On ne peut pas dire que l'ambiance est au beau fixe. Entre crise sanitaire, inflation, grèves, le monde d'après ne sera plus jamais comme celui d'avant...

© Capture Facebook

Chaque semaine apporte son lot de problèmes et depuis deux ans, cela ne s’arrête pas. À peine sorti de la crise sanitaire que la gu*rre en Ukraine éclate. La semaine dernière, une grève des transporteurs a plus entraîné la fermeture de deux magasins Lidl en Espagne. Du jamais vu ! Nos voisins belges ont des difficultés à s’approvisionner ce qui contraint les magasins de mettre en place certaines mesures…

Guerre en Ukraine : des problèmes d’approvisionnements en Europe

Du côté de la Belgique, la situation est de plus en plus compliquée dans les rayons. Par exemple, la semaine dernière, Colruyt, qui est la chaîne de supermarchés la plus présente dans le pays, a été la première à partager la mauvaise nouvelle. En effet, l’enseigne est obligée de mettre des limites sur la vente de certains articles. Les consommateurs sont limités dans les quantités achetées. Ils ne peuvent plus acheter plus de deux bouteilles d’huile et deux sachets de farine par client.

Des restrictions inimaginables

L’enseigne essaye quand même d’être rassurante pour éviter la panique auprès de sa population. En effet, elle explique qu’il n’y a pas de pénurie (encore), mais remarque que la consommation des clients a changé et elle n’est « plus normale », d’après les informations de l’agence Belga. L’entreprise belge n’est pas la seule d’ailleurs à avoir annoncé ces mesures. En effet, Lidl avait aussi déclaré des limites d’achat sur l’huile, les légumes en conserve et aussi le papier toilette.

Pareil du côté d’Aldi, le magasin a aussi demandé à ses distributeurs de limiter les quantités par clients. Par exemple, les consommateurs ne peuvent pas acheter plus de trois pièces d’huiles, de farine de blé ou de préparation pour pain pour un ticket de caisse. L’information va être diffusée aux clients avec de grandes affiches placardées sur les murs des magasins.

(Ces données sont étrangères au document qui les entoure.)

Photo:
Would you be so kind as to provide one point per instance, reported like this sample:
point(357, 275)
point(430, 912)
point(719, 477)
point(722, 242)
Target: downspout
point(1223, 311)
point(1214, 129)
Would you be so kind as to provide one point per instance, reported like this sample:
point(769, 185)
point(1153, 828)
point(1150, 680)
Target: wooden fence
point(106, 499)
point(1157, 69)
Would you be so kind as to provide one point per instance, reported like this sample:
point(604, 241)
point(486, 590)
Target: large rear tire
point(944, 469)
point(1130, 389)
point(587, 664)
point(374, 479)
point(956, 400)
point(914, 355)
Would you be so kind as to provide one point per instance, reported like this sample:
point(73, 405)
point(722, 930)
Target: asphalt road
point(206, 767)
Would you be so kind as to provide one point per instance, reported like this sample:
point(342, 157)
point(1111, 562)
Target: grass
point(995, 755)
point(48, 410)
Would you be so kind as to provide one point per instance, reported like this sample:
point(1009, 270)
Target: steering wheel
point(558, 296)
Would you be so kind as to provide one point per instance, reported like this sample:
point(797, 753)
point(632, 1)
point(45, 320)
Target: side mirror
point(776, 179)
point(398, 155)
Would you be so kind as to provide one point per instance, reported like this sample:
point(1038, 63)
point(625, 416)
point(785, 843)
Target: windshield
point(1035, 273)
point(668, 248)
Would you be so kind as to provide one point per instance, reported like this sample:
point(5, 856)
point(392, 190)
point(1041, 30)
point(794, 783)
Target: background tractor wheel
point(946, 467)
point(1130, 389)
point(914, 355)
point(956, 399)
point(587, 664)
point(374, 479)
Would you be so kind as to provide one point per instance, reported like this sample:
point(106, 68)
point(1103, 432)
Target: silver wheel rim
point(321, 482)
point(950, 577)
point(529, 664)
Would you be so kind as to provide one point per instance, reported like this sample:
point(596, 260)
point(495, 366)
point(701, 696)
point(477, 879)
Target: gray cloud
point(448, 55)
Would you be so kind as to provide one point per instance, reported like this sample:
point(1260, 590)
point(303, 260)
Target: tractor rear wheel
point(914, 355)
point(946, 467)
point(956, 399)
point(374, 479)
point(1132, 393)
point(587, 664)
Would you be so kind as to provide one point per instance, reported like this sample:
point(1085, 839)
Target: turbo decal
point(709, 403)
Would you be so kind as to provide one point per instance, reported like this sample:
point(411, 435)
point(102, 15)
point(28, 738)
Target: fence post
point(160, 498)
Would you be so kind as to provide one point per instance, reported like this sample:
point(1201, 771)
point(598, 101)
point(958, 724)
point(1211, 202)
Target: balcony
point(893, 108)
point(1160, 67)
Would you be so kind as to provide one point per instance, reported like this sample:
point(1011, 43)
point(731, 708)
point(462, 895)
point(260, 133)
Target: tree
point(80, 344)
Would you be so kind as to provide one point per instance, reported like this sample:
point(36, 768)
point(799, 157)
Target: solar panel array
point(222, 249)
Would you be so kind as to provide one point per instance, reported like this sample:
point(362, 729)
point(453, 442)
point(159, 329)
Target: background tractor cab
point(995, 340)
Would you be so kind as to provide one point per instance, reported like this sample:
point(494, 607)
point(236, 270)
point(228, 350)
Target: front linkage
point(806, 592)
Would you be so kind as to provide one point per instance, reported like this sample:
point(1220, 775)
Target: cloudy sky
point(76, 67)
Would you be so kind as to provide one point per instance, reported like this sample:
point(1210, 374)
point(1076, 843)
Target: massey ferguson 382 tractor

Quand Emmanuel Macron parlait de gu*rre il y a deux ans, nous y sommes ! « Notre fournisseur est actuellement capable de faire face à la production mais, en raison du pic soudain des ventes de ces produits, la chaîne logistique ne peut malheureusement pas suivre la cadence », explique-t-elle.

Les clients ne consomment plus de la même façon

L’agence Belga a expliqué que l’enseigne Carrefour a analysé « la situation magasin par magasin. La situation a évolué. Grâce aux messages qu’ils ont captés, un certain nombre de consommateurs ont modifié leur comportement et nous avons remarqué une augmentation de la demande pour certains produits ». Ainsi, chaque directeur de magasin peut mettre en place ses propres mesures. En effet, on ne consomme pas tous de la même façon partout dans l’hexagone.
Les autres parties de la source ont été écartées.